Mas o que me despertou para esse texto foi um acontecido, por estar a residir próximo ao Parque D. Carlos I, Bem, ontem a noite já começava a escurecer, deviam ser entre 20 h a 20h30, pois bem, muitas pessoas cruzam o parque como um atalho, e eu descia por sua lateral, e fazer o mesmo, por uma das trilhas de terra, ladeada pelos ciprestes, pois bem, segundos antes de entrar por esse portão, entra lá também uma moça com algumas sacolas de compras, em seguida entro eu, vendo-a descer uma rústica escada feita pelas raízes das árvores de ali, pensei: Ela irá se assustar com uma figura masculina a seguir-lhe os passos a essa hora, com o escurecer do crepúsculo, e o deserto com que se torna o parque a essa hora devido ao vento frio que corria.

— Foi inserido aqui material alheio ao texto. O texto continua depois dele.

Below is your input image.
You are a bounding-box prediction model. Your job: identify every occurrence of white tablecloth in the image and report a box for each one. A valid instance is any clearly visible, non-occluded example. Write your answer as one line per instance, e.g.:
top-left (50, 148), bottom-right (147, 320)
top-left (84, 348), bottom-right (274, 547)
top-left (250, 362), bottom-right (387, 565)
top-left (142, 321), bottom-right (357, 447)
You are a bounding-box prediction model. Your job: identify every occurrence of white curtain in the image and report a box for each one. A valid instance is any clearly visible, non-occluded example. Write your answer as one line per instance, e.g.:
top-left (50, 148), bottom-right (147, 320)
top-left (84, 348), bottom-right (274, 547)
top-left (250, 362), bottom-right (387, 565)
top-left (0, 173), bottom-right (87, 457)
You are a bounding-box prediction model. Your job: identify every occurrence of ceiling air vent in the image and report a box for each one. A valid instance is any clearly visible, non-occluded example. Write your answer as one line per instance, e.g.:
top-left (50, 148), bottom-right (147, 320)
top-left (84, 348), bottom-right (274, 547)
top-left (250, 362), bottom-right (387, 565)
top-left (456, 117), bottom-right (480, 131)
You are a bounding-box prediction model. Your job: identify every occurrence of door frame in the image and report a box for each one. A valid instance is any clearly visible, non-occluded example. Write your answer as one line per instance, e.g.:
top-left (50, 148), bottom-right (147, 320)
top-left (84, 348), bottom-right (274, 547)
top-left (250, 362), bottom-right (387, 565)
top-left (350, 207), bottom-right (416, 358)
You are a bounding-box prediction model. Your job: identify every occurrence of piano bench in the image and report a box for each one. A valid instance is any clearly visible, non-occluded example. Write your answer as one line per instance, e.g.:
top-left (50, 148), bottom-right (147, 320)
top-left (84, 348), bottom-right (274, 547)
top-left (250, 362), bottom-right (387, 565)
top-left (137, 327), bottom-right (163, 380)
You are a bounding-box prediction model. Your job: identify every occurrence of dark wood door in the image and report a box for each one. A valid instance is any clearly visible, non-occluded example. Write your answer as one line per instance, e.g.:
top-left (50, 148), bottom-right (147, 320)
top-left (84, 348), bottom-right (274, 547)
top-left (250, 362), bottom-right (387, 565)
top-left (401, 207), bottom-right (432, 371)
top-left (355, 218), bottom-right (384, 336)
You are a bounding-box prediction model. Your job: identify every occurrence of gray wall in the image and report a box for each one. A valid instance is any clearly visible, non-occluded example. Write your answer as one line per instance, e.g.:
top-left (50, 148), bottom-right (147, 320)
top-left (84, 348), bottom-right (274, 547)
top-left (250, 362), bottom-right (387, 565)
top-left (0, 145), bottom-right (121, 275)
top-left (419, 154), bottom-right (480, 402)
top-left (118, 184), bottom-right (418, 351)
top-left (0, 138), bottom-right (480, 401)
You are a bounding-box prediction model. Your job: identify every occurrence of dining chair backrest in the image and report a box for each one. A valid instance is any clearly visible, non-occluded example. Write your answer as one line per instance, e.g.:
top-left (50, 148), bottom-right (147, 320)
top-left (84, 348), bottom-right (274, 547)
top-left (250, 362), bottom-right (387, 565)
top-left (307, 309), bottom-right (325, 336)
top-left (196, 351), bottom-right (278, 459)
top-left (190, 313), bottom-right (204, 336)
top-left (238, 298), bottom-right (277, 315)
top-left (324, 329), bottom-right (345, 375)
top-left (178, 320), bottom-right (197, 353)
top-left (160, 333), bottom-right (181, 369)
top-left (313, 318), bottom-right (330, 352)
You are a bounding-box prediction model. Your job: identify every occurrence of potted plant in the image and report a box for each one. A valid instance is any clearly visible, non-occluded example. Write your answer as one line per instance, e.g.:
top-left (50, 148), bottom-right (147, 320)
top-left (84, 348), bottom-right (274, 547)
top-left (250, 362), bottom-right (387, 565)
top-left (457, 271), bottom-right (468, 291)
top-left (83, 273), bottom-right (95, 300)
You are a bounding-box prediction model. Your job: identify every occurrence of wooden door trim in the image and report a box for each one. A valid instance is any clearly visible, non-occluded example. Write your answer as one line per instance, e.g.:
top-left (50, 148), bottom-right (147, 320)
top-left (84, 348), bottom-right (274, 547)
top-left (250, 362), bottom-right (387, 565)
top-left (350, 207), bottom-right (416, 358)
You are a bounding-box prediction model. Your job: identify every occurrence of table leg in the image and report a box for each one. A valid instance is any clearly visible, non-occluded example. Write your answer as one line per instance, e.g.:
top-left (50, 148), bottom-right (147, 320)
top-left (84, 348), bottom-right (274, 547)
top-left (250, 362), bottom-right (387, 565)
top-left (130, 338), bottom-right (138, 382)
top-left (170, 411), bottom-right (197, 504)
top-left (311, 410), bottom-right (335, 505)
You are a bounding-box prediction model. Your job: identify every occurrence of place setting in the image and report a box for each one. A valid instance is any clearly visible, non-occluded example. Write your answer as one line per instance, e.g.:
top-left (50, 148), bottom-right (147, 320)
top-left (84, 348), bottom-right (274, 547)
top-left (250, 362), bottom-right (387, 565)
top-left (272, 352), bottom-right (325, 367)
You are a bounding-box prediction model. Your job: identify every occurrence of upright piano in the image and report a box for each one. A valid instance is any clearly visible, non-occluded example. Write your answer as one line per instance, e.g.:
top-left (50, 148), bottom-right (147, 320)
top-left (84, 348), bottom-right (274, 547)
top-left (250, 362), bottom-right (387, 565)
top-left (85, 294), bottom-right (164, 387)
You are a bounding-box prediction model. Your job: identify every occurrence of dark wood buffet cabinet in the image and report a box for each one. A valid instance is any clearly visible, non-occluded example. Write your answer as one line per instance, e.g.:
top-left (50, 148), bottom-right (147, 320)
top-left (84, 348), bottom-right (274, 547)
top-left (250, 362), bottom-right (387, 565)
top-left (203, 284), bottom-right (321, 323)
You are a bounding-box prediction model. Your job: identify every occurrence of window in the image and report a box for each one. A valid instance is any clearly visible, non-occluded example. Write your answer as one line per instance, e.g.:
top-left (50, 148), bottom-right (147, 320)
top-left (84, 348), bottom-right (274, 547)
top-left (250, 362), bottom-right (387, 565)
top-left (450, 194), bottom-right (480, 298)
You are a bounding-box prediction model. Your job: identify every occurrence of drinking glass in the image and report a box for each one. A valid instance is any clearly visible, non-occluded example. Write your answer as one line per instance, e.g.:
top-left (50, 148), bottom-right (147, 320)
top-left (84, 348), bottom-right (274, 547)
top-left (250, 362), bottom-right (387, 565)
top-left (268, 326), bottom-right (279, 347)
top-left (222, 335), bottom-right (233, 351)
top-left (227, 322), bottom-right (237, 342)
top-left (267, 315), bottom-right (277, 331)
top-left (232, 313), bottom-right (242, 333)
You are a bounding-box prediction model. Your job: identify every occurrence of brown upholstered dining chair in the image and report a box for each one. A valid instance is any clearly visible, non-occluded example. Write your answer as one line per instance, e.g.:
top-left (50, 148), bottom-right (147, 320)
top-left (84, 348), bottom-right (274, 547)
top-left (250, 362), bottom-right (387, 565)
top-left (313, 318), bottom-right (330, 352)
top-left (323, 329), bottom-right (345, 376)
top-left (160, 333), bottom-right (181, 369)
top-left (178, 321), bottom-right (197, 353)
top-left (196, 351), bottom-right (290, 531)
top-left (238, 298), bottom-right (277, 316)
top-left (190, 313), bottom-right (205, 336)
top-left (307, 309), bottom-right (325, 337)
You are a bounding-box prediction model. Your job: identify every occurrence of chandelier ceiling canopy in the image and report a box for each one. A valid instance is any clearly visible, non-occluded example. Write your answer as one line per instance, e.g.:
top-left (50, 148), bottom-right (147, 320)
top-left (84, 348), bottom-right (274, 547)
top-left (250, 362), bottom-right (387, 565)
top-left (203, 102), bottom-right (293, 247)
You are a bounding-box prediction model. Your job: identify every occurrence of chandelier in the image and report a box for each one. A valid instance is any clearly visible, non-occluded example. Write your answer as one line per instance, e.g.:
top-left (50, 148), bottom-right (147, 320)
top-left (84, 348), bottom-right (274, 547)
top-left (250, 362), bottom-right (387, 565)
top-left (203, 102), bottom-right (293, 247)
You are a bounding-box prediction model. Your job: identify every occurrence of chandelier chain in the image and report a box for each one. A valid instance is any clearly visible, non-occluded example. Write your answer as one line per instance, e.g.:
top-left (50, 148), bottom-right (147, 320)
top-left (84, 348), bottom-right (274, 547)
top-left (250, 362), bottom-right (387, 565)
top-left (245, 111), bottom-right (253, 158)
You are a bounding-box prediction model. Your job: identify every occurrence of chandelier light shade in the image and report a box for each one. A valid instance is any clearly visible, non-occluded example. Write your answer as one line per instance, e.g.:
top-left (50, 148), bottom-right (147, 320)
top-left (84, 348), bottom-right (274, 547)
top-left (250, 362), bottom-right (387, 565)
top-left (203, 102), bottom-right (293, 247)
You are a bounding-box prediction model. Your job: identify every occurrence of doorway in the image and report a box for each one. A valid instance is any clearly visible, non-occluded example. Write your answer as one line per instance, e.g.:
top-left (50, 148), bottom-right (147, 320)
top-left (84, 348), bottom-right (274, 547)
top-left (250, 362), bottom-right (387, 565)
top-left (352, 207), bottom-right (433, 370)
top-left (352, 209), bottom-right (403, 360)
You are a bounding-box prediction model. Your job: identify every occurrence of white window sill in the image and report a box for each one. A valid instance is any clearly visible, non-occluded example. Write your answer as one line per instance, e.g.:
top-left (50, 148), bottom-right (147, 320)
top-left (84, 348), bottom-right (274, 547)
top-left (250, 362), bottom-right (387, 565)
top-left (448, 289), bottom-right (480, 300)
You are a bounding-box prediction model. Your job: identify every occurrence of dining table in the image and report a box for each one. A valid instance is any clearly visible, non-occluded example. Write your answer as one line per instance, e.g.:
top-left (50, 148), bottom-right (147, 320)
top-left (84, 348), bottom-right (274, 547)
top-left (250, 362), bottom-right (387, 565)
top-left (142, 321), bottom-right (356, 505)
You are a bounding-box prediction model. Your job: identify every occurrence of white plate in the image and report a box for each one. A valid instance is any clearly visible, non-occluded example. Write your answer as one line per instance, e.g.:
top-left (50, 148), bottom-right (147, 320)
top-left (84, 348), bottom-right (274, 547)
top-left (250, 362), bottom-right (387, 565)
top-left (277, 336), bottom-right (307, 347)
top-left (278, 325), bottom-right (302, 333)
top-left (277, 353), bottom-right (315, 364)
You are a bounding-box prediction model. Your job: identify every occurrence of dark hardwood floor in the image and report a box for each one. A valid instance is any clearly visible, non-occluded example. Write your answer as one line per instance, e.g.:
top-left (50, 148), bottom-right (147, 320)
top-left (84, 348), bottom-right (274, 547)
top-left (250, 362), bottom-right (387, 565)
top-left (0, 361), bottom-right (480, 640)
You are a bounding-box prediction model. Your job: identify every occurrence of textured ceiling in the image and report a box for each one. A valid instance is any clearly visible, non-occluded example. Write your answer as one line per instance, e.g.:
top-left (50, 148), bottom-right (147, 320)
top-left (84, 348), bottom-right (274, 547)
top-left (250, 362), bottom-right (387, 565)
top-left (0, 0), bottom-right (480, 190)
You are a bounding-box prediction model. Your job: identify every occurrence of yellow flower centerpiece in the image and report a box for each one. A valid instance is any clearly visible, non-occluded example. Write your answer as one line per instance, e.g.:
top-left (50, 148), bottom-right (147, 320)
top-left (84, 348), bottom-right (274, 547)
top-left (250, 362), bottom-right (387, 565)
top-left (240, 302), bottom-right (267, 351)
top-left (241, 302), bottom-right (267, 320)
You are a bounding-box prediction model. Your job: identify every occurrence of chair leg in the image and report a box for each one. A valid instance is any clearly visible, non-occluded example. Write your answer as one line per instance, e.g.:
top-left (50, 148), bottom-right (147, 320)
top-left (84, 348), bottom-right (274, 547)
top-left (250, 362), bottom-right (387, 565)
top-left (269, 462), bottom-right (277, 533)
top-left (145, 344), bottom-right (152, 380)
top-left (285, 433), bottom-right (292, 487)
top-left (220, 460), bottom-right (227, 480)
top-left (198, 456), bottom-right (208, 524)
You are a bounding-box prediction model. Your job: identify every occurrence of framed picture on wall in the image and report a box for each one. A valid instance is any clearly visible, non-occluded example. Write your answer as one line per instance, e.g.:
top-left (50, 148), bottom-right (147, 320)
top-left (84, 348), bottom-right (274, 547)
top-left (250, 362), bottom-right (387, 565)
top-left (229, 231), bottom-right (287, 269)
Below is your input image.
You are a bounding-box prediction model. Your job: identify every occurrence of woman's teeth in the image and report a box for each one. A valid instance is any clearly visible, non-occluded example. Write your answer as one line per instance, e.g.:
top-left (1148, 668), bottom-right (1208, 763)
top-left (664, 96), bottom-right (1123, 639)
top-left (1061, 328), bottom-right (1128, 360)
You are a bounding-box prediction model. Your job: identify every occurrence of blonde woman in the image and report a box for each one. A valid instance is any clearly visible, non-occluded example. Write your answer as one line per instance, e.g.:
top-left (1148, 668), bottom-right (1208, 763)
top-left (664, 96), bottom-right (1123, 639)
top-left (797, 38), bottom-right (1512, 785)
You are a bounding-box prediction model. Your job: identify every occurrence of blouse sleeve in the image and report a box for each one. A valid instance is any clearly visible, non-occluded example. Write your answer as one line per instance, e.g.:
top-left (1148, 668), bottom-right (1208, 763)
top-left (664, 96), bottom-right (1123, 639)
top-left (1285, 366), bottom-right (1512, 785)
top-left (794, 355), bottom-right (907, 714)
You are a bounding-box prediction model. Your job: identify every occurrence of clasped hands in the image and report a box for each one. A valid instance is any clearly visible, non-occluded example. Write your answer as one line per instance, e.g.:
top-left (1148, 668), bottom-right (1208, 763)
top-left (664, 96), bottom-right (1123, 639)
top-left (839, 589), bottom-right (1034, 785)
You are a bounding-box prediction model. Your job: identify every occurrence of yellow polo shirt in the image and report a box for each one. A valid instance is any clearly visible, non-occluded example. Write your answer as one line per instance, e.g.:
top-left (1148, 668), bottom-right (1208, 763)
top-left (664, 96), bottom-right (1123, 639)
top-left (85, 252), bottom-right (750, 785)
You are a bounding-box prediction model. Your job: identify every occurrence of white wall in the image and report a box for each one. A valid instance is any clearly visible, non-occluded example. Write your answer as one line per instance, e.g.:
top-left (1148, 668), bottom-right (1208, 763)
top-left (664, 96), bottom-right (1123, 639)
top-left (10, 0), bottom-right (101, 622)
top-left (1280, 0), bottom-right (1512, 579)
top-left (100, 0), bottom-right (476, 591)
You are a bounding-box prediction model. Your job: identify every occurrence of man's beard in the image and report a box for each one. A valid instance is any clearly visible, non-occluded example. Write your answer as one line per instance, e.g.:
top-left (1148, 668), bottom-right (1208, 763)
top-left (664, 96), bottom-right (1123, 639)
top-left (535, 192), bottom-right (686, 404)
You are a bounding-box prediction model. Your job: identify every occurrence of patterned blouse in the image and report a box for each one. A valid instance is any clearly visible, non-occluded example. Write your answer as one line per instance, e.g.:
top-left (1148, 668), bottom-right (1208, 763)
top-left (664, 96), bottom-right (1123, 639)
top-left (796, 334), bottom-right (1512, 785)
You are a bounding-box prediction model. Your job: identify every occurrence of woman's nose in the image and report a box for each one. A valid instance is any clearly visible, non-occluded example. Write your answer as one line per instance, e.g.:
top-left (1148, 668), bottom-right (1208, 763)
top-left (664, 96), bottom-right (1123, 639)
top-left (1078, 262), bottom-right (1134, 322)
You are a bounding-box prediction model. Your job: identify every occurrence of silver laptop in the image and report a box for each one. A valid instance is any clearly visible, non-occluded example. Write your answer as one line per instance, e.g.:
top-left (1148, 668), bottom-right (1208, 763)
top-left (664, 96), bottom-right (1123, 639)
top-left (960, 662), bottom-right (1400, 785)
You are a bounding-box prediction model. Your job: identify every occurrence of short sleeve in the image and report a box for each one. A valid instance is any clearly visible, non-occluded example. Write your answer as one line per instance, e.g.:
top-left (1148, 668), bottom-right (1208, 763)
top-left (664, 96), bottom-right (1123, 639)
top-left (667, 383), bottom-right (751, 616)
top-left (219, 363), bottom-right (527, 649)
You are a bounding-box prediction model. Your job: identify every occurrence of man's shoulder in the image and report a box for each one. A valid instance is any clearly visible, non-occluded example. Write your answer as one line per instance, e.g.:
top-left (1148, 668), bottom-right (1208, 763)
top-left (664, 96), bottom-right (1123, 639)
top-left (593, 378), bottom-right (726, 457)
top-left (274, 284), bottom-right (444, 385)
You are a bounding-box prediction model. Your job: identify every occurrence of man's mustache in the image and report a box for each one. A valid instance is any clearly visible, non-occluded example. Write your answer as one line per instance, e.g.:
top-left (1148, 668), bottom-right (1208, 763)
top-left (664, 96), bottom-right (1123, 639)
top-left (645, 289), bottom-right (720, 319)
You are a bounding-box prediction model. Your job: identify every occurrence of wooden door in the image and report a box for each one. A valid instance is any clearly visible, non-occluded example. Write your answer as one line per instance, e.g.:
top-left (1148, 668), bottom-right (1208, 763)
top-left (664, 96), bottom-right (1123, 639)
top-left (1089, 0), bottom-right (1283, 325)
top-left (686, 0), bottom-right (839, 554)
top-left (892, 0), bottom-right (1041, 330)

Lembrei-me da insegurança das mulheres nos campus universitários do Brasil, dos ataques e violências de toda espécie. Pois muito bem, a moça continuou seu caminho, e embora eu tenha atrasado o passo em atenção a ela e sua sensação de segurança, a mesma sequer olhou para trás, manteve seu caminhar a mesma velocidade e atravessou o parque num sentido ainda menos movimentado do que o que eu segui.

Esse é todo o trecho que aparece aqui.